[C++-sig] Re: [BPL] python::interpreter proposal

Joerg Sauer sauer at programmatic.de
Thu Jan 2 23:16:22 CET 2003


Hi,
up to know we have calling scripts, evaluations and files. 
What about calling python functions directly and pass it arguments.

Maybe I'm wrong, cause I'm new to all this, but I thought I could
build my extension modules, some in c++ using BPL and some as Python
code. In the Python modules I have declared some functions (in my case
script hooks to extend /change the default behaviour of my app).
Then I would like to call one of the functions and pass it their
params directly. As far as I see I would use one of
PyObject_CallObject()
PyObject_CallFunction()
PyObject_CallMethod()

As far as I can see using PyObject_CallObject() would have the
advantage to pass the parameters firectly. And with the to_python
conversions I could pass my apps c++ objects (wrapper classes).

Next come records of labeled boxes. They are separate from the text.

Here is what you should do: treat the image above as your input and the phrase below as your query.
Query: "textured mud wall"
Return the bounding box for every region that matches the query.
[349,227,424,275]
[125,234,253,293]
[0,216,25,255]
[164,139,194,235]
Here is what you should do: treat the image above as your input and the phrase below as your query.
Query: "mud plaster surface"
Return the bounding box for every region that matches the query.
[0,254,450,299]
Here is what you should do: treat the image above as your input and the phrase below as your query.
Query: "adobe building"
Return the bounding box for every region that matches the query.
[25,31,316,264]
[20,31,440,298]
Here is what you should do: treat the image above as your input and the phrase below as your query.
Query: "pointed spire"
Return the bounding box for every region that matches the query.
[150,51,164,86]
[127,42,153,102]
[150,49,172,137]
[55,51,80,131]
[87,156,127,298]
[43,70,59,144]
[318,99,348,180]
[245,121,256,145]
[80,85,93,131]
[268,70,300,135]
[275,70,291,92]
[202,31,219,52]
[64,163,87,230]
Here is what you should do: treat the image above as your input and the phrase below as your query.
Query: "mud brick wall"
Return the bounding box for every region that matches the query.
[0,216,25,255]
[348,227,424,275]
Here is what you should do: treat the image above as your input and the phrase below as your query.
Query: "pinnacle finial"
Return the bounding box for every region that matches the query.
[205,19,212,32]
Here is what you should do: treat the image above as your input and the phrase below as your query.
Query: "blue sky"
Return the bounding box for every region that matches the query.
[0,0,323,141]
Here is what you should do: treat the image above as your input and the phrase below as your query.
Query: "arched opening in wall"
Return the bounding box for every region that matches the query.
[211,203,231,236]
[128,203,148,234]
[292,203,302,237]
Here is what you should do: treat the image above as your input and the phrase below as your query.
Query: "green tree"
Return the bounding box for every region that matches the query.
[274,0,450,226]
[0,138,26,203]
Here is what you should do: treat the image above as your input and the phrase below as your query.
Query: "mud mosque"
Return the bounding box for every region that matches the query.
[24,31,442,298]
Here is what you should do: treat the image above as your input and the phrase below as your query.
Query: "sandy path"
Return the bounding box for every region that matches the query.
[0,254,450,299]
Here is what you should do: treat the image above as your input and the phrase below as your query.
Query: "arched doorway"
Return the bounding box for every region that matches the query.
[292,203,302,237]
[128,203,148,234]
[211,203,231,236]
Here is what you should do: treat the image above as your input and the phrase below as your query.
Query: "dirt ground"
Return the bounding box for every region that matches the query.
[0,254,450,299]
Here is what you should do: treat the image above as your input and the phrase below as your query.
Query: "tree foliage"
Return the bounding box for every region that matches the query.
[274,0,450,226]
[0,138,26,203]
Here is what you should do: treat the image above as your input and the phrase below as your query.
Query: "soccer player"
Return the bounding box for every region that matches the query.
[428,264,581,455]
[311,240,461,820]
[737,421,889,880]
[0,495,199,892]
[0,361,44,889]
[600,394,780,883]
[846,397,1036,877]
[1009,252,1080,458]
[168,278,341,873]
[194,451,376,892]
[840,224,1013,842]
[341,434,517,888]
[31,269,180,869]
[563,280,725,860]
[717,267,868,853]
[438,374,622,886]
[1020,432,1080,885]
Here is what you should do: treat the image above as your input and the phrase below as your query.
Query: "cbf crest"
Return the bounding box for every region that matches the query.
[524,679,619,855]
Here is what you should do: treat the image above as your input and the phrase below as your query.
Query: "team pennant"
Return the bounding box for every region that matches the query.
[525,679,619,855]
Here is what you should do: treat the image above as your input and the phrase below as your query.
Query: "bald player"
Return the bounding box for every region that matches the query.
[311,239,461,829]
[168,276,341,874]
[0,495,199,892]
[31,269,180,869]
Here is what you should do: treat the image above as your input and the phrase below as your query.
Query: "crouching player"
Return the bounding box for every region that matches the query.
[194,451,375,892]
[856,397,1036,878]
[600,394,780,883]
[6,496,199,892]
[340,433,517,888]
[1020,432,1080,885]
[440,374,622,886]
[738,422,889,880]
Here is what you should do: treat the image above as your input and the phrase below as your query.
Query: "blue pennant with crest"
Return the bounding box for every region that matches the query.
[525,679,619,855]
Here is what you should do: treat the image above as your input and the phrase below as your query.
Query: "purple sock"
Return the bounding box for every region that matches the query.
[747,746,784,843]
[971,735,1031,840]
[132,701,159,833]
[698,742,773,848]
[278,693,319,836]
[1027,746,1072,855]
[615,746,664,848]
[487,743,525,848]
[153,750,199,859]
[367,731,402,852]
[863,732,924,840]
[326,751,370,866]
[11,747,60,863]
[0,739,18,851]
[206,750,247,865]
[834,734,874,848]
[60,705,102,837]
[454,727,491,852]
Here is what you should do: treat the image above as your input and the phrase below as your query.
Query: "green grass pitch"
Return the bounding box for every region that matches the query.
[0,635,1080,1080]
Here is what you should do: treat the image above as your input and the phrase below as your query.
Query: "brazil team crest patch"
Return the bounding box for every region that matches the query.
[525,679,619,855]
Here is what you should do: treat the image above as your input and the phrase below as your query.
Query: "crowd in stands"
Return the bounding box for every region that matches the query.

This would have the advantage that the script (function) can
manipulate the data directly.

Using the proposed PyRun* calls has the disadvantage that I don't get
my objects to deal with only indirectly, or did I miss something?


Another thing is sync and async execution. For me it would be nice to
have the possibility to run a python script in both states. If it is
running async I would like to have 
a) a state function to get execution state (busy, finished)
b) registered callback to be triggered when execution is finished.

This could be done directly in the interpreter class or detaching a
new thread for async execution by myself. So what do you think, better
leaf async execution alone or include it as option in the interpreter?